For most children in Chuju Zhijia, the priority is pain relief. "As long as the children feel comfortable, parents will feel better," she said.

"Comforting families is the most difficult part," Zhou told the Global Times. "We are trying to minimize the pain of losing their children."

Zhou said that there is no formula to follow in terms of how to ease the suffering of the devastated parents.

"They go through very complex emotions such as sadness, anger and fear when they see their children in such pain," Zhou told the Global Times. "Some families fall apart after their child's death."

Experienced and licensed social workers are available to provide families psychological support to relieve their grief as much as possible or help them get through this devastating period with some peace of mind.

"The key is constant communication (with the families)," Zhou explained. When facing a child's death, most parents also feel regret that they have failed the child and ask themselves if there was anything they could have done to keep their child alive. Some parents simply refuse to accept the reality that their child is dying.

"We will tell them the truth on the premise of controlling their child's pain and tell them that whatever you do to make your child comfortable is the right thing to do," said Zhou. "They will eventually accept the reality when they see their child is weak, in peace, and free from pain."

When the child has just a day or two left to live, parents can even talk calmly about what clothes and memorial they will prepare.

Urgent need

Zhou believes that hospice service levels are directly connected to social, economic and medical development. "I think it's the overall development of a society that allows people to pay more attention to their dignity."

There are a large number of children with late period tumor who urgently require hospice services, but the reality is that China has underdeveloped children hospice services and related resources.

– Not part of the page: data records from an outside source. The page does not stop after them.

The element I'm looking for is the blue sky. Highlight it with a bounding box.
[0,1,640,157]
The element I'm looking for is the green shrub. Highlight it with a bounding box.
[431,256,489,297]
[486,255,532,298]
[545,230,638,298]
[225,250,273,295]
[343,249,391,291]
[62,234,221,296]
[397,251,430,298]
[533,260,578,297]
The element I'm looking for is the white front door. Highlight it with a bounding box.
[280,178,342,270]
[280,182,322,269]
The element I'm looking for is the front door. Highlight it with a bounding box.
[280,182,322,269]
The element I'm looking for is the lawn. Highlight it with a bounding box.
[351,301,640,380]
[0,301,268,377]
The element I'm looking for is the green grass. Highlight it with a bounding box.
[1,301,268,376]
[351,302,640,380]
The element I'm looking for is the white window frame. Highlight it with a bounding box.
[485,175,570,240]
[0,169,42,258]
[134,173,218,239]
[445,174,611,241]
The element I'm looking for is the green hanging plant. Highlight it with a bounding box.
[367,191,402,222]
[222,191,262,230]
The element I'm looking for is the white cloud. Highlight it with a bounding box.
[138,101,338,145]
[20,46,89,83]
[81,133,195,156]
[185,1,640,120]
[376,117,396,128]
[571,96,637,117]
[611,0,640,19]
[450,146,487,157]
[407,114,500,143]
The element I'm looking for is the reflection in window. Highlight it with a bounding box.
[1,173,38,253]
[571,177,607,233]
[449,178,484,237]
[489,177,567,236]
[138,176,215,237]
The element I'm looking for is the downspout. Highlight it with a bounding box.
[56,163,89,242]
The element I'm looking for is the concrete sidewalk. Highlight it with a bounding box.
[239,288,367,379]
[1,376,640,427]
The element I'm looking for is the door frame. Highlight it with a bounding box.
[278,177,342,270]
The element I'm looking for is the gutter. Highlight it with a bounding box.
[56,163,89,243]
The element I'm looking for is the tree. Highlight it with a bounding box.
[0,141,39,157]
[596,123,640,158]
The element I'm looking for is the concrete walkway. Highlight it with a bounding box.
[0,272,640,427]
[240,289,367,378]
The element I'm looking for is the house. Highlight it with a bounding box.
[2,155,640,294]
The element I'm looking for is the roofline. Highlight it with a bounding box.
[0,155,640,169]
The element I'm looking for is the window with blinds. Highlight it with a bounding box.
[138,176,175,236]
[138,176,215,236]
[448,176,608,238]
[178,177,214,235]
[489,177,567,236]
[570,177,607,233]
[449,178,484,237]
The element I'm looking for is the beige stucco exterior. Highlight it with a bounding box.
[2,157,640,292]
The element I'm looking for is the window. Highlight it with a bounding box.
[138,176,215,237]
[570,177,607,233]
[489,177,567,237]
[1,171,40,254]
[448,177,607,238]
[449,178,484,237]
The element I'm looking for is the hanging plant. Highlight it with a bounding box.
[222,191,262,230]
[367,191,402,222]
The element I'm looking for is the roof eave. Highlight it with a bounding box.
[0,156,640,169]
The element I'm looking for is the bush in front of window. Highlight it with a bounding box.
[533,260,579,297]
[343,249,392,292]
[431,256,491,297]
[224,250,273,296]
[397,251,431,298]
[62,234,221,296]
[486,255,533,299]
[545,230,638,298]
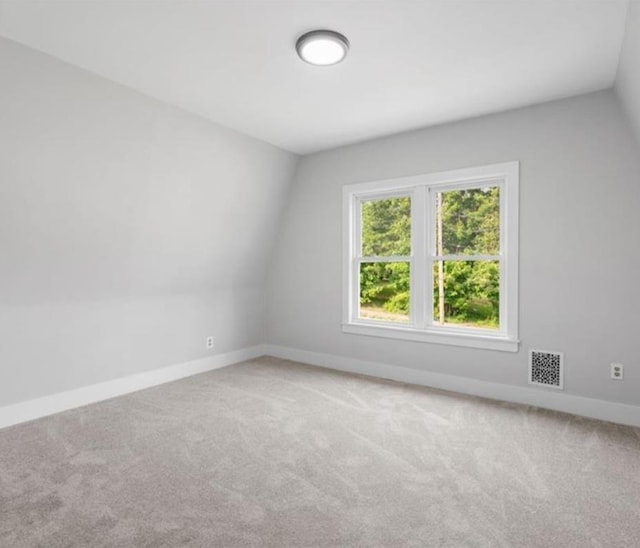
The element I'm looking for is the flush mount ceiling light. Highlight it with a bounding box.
[296,30,349,66]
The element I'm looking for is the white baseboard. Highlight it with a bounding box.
[0,345,265,428]
[264,345,640,426]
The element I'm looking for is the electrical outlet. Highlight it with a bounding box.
[611,363,624,381]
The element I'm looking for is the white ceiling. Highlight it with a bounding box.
[0,0,626,153]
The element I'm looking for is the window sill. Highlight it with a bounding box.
[342,322,520,352]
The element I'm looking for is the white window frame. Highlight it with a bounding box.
[342,161,519,352]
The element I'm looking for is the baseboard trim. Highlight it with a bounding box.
[0,345,265,428]
[264,345,640,426]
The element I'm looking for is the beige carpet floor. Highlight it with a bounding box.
[0,358,640,548]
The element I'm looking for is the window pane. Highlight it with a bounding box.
[434,186,500,255]
[362,196,411,257]
[359,262,410,323]
[433,261,500,329]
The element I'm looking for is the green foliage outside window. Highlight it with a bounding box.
[360,187,500,328]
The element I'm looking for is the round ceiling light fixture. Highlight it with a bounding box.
[296,30,349,66]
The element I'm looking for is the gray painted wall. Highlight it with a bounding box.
[0,39,297,406]
[615,1,640,147]
[267,91,640,404]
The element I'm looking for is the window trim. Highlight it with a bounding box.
[342,161,519,352]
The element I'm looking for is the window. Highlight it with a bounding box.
[343,162,518,351]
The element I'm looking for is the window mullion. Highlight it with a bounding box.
[410,186,426,328]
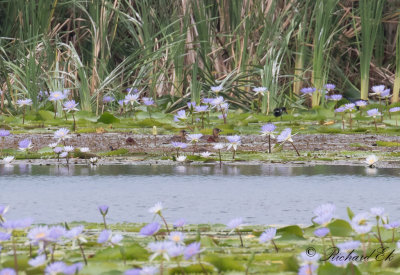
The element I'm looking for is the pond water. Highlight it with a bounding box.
[0,165,400,224]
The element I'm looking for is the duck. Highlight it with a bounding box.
[125,137,136,145]
[169,130,187,142]
[274,107,287,117]
[200,128,222,143]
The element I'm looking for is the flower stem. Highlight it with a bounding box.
[103,215,107,229]
[78,239,87,265]
[291,142,300,157]
[159,213,170,235]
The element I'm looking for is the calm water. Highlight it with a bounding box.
[0,165,400,224]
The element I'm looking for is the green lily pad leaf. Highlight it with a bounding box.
[347,207,354,220]
[37,110,54,121]
[92,244,149,261]
[276,225,304,241]
[97,112,120,124]
[328,220,352,237]
[205,255,244,272]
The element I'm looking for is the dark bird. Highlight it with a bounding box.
[274,107,287,117]
[200,128,222,143]
[169,130,187,142]
[125,137,137,145]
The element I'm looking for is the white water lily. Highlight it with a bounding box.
[176,156,186,162]
[365,155,379,167]
[3,156,15,164]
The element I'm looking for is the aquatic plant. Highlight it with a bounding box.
[259,227,279,253]
[226,135,241,159]
[17,98,32,124]
[367,108,382,131]
[226,218,243,247]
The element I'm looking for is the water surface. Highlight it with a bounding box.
[0,165,400,224]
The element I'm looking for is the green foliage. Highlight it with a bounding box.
[205,255,244,272]
[97,112,120,124]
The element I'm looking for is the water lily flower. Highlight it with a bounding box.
[324,83,336,91]
[18,139,32,152]
[142,97,154,106]
[313,203,336,226]
[147,241,175,262]
[0,268,17,275]
[253,87,268,96]
[211,84,224,93]
[54,128,70,142]
[124,94,139,106]
[226,135,241,158]
[259,227,279,253]
[28,255,46,267]
[351,213,372,234]
[27,226,50,245]
[314,227,330,238]
[139,222,161,237]
[335,106,346,113]
[329,95,343,101]
[63,100,79,113]
[124,266,158,275]
[97,229,123,246]
[183,242,203,260]
[3,156,14,164]
[300,87,317,94]
[168,231,186,245]
[174,110,188,122]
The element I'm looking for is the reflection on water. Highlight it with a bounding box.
[0,164,400,224]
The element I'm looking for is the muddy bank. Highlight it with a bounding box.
[4,133,400,153]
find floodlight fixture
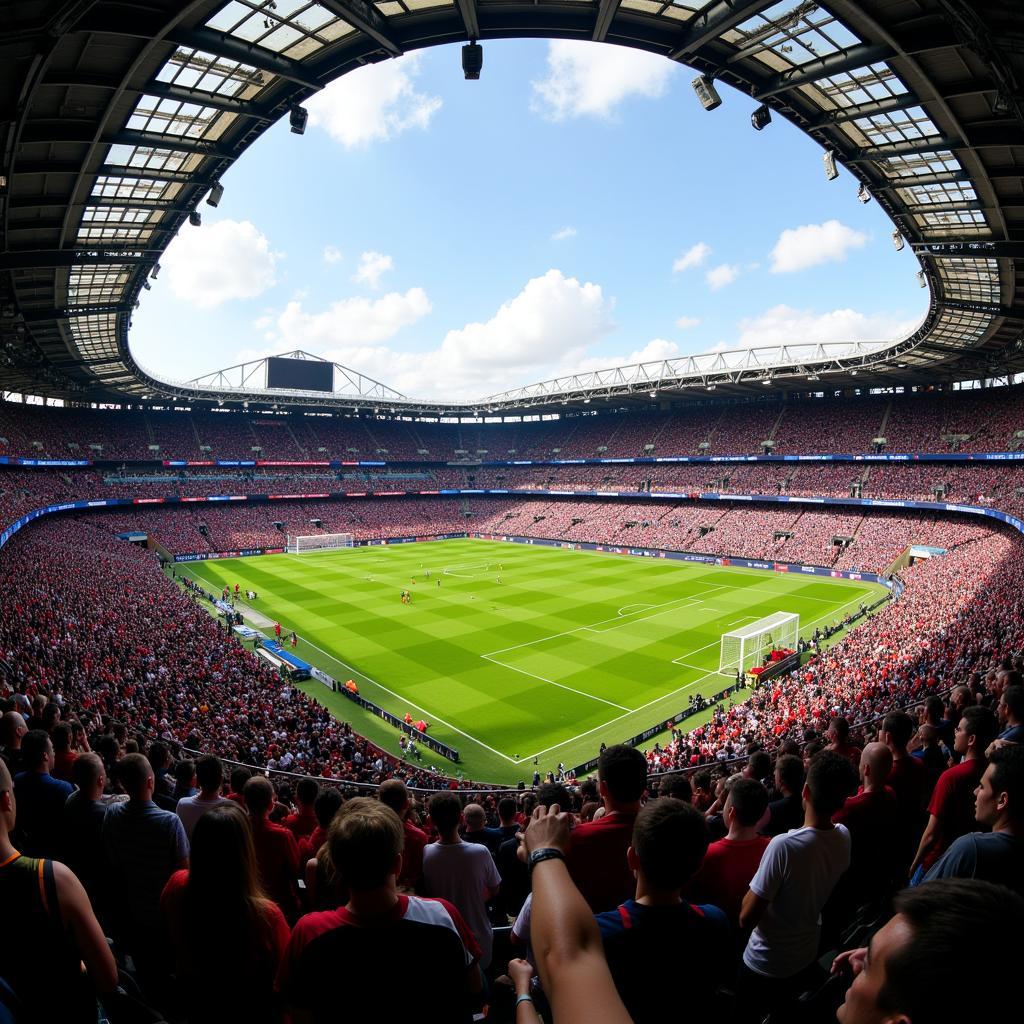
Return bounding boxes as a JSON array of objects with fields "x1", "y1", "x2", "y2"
[
  {"x1": 288, "y1": 103, "x2": 309, "y2": 135},
  {"x1": 690, "y1": 75, "x2": 722, "y2": 111},
  {"x1": 751, "y1": 103, "x2": 771, "y2": 131},
  {"x1": 462, "y1": 39, "x2": 483, "y2": 82}
]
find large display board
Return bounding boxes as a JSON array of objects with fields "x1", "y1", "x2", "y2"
[{"x1": 266, "y1": 355, "x2": 334, "y2": 391}]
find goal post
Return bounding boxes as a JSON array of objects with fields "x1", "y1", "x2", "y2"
[
  {"x1": 285, "y1": 534, "x2": 355, "y2": 555},
  {"x1": 718, "y1": 611, "x2": 800, "y2": 676}
]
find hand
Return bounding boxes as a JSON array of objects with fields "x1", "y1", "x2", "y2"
[
  {"x1": 509, "y1": 959, "x2": 534, "y2": 995},
  {"x1": 831, "y1": 946, "x2": 867, "y2": 978},
  {"x1": 524, "y1": 804, "x2": 571, "y2": 853}
]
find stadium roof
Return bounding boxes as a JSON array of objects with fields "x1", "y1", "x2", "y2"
[{"x1": 0, "y1": 0, "x2": 1024, "y2": 415}]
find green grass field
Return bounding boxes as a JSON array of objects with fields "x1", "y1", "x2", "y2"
[{"x1": 177, "y1": 540, "x2": 883, "y2": 783}]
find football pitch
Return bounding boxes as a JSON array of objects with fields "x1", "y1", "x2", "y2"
[{"x1": 176, "y1": 540, "x2": 884, "y2": 783}]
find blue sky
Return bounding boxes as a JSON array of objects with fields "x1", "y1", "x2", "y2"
[{"x1": 131, "y1": 40, "x2": 928, "y2": 398}]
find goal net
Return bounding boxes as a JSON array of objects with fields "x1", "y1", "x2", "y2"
[
  {"x1": 285, "y1": 534, "x2": 355, "y2": 555},
  {"x1": 718, "y1": 611, "x2": 800, "y2": 676}
]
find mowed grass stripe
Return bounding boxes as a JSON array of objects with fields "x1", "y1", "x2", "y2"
[{"x1": 180, "y1": 541, "x2": 878, "y2": 781}]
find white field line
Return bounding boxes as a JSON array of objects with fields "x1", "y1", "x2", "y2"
[
  {"x1": 480, "y1": 654, "x2": 629, "y2": 711},
  {"x1": 522, "y1": 595, "x2": 880, "y2": 761},
  {"x1": 176, "y1": 569, "x2": 520, "y2": 764}
]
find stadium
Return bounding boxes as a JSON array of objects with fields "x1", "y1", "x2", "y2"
[{"x1": 0, "y1": 0, "x2": 1024, "y2": 1024}]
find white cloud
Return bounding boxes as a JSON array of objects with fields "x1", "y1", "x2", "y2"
[
  {"x1": 530, "y1": 39, "x2": 675, "y2": 121},
  {"x1": 254, "y1": 269, "x2": 610, "y2": 398},
  {"x1": 160, "y1": 220, "x2": 280, "y2": 309},
  {"x1": 264, "y1": 288, "x2": 430, "y2": 352},
  {"x1": 730, "y1": 305, "x2": 920, "y2": 348},
  {"x1": 771, "y1": 219, "x2": 867, "y2": 273},
  {"x1": 305, "y1": 53, "x2": 441, "y2": 148},
  {"x1": 352, "y1": 252, "x2": 394, "y2": 288},
  {"x1": 705, "y1": 263, "x2": 739, "y2": 292},
  {"x1": 672, "y1": 242, "x2": 711, "y2": 273}
]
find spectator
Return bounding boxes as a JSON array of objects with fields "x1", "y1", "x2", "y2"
[
  {"x1": 281, "y1": 778, "x2": 319, "y2": 843},
  {"x1": 997, "y1": 686, "x2": 1024, "y2": 743},
  {"x1": 174, "y1": 754, "x2": 231, "y2": 842},
  {"x1": 0, "y1": 762, "x2": 118, "y2": 1024},
  {"x1": 764, "y1": 754, "x2": 805, "y2": 836},
  {"x1": 926, "y1": 743, "x2": 1024, "y2": 895},
  {"x1": 243, "y1": 775, "x2": 299, "y2": 921},
  {"x1": 102, "y1": 754, "x2": 188, "y2": 990},
  {"x1": 736, "y1": 751, "x2": 857, "y2": 1021},
  {"x1": 0, "y1": 711, "x2": 29, "y2": 778},
  {"x1": 833, "y1": 880, "x2": 1024, "y2": 1024},
  {"x1": 423, "y1": 793, "x2": 502, "y2": 971},
  {"x1": 14, "y1": 729, "x2": 75, "y2": 858},
  {"x1": 686, "y1": 778, "x2": 770, "y2": 932},
  {"x1": 597, "y1": 797, "x2": 733, "y2": 1024},
  {"x1": 378, "y1": 778, "x2": 427, "y2": 889},
  {"x1": 910, "y1": 708, "x2": 995, "y2": 882},
  {"x1": 462, "y1": 804, "x2": 504, "y2": 857},
  {"x1": 161, "y1": 802, "x2": 290, "y2": 1024},
  {"x1": 278, "y1": 797, "x2": 490, "y2": 1024},
  {"x1": 566, "y1": 744, "x2": 647, "y2": 913}
]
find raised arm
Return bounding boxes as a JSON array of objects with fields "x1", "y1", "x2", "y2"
[{"x1": 525, "y1": 804, "x2": 631, "y2": 1024}]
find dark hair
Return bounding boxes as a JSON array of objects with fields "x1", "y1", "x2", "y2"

In China, approximately 30,000 to 40,000 children are diagnosed with cancer every year, most commonly leukaemia, lymphadenoma and solid tumors. Fortunately, 80 percent of children with leukaemia can be cured thanks to medical advances. However, the 20 percent who cannot be cured still face a large shortfall in children hospice resources in China, Zhou said.

In large and public hospitals, it is hard to spare even a small amount of medical resources for patients without hope of a cure, as critically scarce resources need to be distributed to treat patients with a greater chance of survival. The situation is even more critical in children's hospitals, as clinics and wards are crowded with patients all year round, according to Zhou.

Zhou is planning to add more wards to Chuju Zhijia, giving more sick children a respite from their suffering at the end of their lives.